My time: I miss my blocks of me-time. At first, it felt like it was never a good time to leave. Over the two months, we've worked out most of the kinks. I'm fine with having less private time because I still get enough and he is old enough to give me more on those days where I just need space. So, this is a mild con right now; finding the best educational option for our family is a much higher value.
Organization: As his learning coach, I'm painfully aware of his lack of organizational skills. Much of that falls to me right now in teaching and helping until he learns. Again, this is a mild con because I want him to gain the skills and that is a much higher value than the annoyance of reminding him every time to put away his supplies or water his plants for his science experiment.

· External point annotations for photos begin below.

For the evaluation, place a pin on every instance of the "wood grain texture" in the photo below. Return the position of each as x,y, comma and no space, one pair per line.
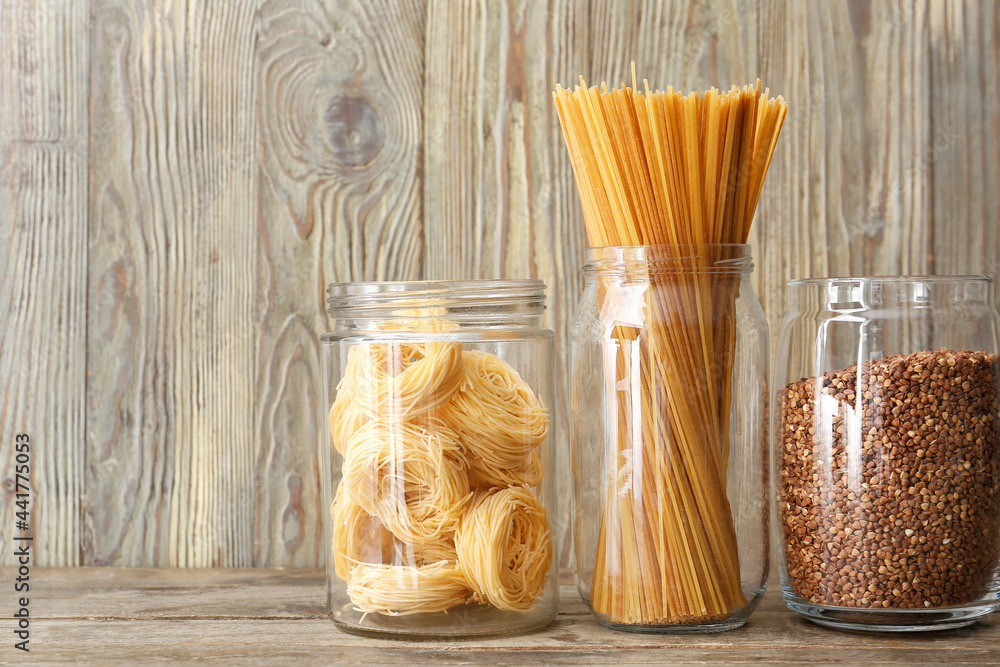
163,282
496,200
340,88
122,615
43,267
963,152
170,476
850,189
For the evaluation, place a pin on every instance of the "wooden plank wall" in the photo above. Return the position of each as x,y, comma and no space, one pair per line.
179,181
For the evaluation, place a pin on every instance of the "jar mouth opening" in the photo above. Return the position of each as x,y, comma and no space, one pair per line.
888,280
670,258
433,298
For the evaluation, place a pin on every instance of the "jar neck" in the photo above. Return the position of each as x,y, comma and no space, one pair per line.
436,306
728,259
870,293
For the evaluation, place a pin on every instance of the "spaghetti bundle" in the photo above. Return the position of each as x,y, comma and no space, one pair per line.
665,168
505,548
430,434
500,421
413,479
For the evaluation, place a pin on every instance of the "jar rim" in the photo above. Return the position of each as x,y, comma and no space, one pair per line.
362,298
890,280
671,258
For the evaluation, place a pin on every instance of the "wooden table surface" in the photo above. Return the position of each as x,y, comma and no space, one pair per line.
273,616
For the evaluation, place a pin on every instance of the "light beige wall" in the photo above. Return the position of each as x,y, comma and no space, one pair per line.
179,180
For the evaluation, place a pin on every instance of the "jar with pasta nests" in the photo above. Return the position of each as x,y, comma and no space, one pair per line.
437,465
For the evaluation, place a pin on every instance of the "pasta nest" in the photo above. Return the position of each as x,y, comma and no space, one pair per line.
398,590
359,537
500,420
402,379
346,417
505,548
410,476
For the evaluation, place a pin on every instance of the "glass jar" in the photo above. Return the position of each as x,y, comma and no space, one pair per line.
438,460
670,360
887,451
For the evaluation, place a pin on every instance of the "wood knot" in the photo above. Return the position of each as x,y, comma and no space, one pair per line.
355,132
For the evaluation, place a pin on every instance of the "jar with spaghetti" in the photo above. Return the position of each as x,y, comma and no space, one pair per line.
438,468
670,354
887,451
669,358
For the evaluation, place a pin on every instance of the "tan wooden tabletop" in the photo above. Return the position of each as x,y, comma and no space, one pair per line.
272,616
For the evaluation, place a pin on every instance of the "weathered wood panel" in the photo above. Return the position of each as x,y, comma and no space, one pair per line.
849,191
242,155
170,468
496,200
340,86
274,617
963,152
43,267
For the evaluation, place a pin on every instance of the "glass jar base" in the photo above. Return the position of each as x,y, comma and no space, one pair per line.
674,629
474,621
897,620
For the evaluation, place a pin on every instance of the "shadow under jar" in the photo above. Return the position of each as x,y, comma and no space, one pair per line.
887,451
437,469
670,438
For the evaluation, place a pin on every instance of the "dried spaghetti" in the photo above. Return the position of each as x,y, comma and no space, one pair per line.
505,548
664,168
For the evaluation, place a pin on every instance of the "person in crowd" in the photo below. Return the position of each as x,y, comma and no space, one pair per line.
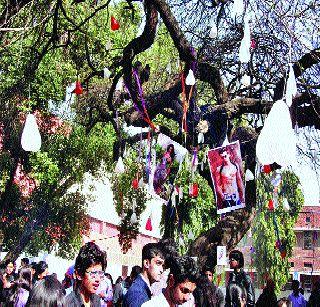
181,283
7,279
89,271
229,187
105,291
268,297
41,270
24,263
169,250
207,294
296,298
21,289
118,292
314,299
48,292
283,302
240,278
152,268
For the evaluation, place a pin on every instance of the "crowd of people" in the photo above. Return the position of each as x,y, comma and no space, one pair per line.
164,279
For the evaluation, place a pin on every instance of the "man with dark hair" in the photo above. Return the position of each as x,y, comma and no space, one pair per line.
240,279
89,270
152,268
24,262
296,298
229,187
181,283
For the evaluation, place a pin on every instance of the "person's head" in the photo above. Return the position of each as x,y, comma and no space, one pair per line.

So, my net evaluation is... we'll see. My kiddo is growing all the time and if he can figure out a way to learn from me smoothly, I'm glad to offer him this option and more. We have other resources to explore too for helping in that process. If it turns out that the process of homeschooling hurts our family more than it helps, we'll return to the wonderful middle school that was doing such an awesome job of helping him grow!
Sometimes, eating plantain pancakes together and figuring out a geography question is just awesome though, so we won't toss the experiment lightly!